# Creating a Dataset for Retail Banking Conversations.
This notebook contains an example of how to use an existing profile file and prompt templates to generate a dataset of financial conversations using the WizardSData library.

# Install and import Libraries. 

In [1]:
#Install library
%pip install -q wizardsdata
%pip install -q pandas
%pip install -q dotenv

Note: you may need to restart the kernel to use updated packages.
Note: you may need to restart the kernel to use updated packages.
Note: you may need to restart the kernel to use updated packages.


In [2]:
#Import class and json
import wizardsdata as wsd
import json

## Loading and studying profiles & Prompt templates. 

In [3]:
#This file contains 5 different profiles. 
file_profiles = "../../templates/financial01/profiles/financial_sample01_5.json"

In [4]:
with open(file_profiles, 'r') as file:
    data = json.load(file)

In [5]:
data

{'profiles': [{'id': 1,
   'age': 30,
   'marital_status': 'Single',
   'country': 'Spain',
   'residence_area': 'Urban',
   'profession': 'Software Developer',
   'employment_status': 'Employed',
   'financial_products': ['Savings account', 'Tech stocks'],
   'financial_goal': 'Save for house deposit',
   'investment_horizon': 'Medium-term',
   'risk_tolerance': 'Moderate',
   'financial_knowledge': 'Intermediate'},
  {'id': 2,
   'age': 45,
   'marital_status': 'Married',
   'country': 'USA',
   'residence_area': 'Suburb',
   'profession': 'Marketing Manager',
   'employment_status': 'Employed',
   'financial_products': ['401k', 'Index funds'],
   'financial_goal': 'Plan for retirement',
   'investment_horizon': 'Long-term',
   'risk_tolerance': 'Low',
   'financial_knowledge': 'Intermediate'},
  {'id': 3,
   'age': 60,
   'marital_status': 'Widowed',
   'country': 'UK',
   'residence_area': 'Urban',
   'profession': 'Retired Banker',
   'employment_status': 'Retired',
   'financial_

At the top, you can see the five profiles included in the file. These profiles have been specifically created for this example. The only mandatory field is id; the rest of the fields have been designed explicitly for this use case.
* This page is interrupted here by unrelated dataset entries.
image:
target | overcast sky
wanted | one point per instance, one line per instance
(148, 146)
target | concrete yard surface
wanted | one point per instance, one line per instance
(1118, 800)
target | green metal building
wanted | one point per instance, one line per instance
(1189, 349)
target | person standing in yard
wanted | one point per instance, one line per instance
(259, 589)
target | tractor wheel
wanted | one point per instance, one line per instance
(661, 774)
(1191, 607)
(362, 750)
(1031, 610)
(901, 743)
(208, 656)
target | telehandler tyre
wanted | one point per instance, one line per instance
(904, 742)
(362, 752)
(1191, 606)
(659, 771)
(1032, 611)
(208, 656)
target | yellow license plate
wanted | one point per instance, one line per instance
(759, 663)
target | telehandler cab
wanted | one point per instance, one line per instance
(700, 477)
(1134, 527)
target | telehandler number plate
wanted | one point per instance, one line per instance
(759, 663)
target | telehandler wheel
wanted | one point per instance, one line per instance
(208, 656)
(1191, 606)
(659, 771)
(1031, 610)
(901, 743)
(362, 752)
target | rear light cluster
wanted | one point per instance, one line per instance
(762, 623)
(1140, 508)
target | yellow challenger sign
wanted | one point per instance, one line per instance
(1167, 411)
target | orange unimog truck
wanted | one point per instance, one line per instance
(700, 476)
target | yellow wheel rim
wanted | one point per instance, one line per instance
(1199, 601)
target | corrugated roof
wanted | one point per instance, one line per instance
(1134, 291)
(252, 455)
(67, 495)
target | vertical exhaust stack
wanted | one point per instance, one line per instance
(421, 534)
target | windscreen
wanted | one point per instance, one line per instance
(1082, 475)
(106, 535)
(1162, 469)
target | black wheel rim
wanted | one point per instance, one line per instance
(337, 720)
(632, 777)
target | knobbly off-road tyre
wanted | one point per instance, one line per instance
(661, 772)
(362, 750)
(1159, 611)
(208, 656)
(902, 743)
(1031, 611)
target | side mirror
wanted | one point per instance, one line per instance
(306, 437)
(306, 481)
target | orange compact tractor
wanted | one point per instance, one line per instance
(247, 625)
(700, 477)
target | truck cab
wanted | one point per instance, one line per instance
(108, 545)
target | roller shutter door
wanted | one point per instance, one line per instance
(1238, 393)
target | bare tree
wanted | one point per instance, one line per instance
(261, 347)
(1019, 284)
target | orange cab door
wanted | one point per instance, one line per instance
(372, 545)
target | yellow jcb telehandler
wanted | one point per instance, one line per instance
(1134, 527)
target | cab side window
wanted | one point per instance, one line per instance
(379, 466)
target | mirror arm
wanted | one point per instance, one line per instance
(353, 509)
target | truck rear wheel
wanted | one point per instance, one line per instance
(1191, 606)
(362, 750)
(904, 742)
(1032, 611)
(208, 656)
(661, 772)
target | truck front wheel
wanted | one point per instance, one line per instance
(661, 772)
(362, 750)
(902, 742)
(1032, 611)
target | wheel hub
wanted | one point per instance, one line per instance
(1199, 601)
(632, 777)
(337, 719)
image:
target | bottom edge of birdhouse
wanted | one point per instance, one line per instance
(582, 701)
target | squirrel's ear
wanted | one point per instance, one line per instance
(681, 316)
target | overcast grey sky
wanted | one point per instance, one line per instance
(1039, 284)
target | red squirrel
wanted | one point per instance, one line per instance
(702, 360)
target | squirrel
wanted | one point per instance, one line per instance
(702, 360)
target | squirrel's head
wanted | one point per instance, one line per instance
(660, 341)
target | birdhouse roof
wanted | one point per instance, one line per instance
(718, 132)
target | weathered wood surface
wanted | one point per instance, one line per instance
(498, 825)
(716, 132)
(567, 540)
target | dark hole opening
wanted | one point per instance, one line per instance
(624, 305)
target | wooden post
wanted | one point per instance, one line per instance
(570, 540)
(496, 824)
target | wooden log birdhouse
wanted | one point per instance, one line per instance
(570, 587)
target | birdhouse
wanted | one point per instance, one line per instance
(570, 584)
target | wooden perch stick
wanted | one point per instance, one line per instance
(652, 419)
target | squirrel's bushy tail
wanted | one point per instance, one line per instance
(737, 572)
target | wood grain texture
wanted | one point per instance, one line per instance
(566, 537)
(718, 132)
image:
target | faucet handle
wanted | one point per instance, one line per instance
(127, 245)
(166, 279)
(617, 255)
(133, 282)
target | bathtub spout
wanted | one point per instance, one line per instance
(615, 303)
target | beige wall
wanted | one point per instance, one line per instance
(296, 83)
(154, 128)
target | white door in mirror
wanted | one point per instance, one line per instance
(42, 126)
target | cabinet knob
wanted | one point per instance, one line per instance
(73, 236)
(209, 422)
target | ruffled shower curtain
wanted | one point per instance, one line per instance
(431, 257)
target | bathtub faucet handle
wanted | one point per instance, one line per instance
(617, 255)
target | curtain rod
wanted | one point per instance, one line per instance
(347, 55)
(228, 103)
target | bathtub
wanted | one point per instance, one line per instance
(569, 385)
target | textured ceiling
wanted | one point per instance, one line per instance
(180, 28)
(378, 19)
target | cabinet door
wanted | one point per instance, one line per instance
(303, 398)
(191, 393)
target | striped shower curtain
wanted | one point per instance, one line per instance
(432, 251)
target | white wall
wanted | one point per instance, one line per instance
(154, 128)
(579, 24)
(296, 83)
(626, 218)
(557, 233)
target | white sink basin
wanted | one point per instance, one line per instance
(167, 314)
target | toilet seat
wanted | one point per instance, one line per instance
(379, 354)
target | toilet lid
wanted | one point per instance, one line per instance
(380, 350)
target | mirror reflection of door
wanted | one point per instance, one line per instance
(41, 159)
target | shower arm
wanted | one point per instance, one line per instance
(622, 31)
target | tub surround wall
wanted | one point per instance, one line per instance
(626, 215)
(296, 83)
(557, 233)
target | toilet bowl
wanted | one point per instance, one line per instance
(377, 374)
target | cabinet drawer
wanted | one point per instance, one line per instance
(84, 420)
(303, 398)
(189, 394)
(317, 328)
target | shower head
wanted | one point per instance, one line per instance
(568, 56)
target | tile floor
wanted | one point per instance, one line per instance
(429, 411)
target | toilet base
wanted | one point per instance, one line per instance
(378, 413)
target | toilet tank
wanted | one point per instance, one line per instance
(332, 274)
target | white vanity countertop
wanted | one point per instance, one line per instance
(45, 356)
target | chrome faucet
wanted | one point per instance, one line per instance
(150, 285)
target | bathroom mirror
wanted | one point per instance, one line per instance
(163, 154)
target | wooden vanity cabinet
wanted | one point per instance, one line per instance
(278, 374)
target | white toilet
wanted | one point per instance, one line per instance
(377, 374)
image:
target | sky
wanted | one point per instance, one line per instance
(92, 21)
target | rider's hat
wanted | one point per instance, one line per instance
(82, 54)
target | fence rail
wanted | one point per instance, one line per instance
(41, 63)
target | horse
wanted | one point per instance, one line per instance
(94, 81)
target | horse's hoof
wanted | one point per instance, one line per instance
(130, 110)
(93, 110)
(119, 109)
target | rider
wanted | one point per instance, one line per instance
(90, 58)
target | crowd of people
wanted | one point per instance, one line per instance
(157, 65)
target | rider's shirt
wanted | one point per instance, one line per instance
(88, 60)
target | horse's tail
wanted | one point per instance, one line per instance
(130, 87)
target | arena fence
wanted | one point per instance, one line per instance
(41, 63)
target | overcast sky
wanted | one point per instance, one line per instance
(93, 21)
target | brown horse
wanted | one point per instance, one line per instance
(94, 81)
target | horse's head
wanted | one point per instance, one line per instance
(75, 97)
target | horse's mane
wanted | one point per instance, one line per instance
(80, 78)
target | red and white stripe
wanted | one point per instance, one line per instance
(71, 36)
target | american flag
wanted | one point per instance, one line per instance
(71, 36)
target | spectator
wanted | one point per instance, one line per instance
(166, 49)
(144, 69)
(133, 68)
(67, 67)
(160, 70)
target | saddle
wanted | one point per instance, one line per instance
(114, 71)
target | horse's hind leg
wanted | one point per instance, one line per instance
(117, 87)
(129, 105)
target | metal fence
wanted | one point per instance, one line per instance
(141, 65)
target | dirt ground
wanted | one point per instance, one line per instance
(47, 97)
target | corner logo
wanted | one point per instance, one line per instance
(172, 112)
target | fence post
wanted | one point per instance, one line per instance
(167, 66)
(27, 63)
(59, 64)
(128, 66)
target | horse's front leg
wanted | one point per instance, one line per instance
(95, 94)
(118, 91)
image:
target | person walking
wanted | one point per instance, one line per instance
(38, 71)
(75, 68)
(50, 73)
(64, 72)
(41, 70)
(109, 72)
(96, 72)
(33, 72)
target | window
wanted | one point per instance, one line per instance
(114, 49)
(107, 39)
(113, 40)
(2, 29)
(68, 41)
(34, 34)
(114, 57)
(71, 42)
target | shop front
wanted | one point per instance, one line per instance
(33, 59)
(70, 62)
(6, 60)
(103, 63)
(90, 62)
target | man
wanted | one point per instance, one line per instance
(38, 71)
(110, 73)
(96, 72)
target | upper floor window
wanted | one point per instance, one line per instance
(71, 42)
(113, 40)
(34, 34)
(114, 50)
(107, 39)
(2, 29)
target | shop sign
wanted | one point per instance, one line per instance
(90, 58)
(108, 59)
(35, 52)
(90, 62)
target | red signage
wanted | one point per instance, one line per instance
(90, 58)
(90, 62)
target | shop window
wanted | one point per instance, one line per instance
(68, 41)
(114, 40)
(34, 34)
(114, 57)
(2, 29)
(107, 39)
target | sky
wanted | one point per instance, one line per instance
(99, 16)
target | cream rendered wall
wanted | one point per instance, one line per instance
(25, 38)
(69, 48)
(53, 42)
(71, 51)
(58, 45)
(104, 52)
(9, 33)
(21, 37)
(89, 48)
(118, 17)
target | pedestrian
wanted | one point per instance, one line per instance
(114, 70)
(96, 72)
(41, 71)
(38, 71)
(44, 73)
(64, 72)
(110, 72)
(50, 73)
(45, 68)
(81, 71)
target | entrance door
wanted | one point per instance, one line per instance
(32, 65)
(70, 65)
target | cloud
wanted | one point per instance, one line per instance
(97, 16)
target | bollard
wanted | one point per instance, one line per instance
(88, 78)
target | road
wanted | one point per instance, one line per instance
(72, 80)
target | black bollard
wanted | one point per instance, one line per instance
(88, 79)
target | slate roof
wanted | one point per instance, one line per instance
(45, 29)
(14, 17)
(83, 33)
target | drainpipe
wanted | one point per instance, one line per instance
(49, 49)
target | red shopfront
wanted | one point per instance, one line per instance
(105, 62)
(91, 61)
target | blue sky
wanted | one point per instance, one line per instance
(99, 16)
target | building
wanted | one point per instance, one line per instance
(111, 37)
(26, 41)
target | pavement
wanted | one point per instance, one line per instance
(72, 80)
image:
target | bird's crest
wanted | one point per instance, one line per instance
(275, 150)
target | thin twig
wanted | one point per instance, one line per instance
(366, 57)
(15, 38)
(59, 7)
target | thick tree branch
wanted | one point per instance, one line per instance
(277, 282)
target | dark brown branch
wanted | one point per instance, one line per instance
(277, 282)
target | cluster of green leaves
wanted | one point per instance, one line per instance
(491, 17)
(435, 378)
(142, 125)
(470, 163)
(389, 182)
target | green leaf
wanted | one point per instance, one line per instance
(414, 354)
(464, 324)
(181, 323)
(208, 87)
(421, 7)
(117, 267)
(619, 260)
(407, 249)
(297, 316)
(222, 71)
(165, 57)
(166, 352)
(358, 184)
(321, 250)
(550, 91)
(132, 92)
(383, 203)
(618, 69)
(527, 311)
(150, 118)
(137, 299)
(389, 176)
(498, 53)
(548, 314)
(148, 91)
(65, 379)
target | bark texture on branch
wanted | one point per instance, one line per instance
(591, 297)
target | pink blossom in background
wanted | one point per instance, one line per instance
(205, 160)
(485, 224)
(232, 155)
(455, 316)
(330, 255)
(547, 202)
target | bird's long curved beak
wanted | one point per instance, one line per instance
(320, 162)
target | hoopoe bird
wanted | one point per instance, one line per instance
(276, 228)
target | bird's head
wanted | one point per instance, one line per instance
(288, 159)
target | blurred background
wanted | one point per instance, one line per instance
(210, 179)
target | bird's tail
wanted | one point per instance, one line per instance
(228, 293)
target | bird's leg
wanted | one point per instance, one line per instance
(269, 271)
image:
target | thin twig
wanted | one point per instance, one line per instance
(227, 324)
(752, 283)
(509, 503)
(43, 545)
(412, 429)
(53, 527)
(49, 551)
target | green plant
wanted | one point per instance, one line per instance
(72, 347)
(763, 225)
The fields are used to populate the prompt templates, which must also be created before calling the library. These templates provide the necessary instructions to the language models.

The prompt files are in j2 format, as Jinja2 is used to populate them with the profile content.

In this example, the first profile represents the client. The client is given an identity based on the demographic characteristics defined in the profile, along with their interest in the conversation.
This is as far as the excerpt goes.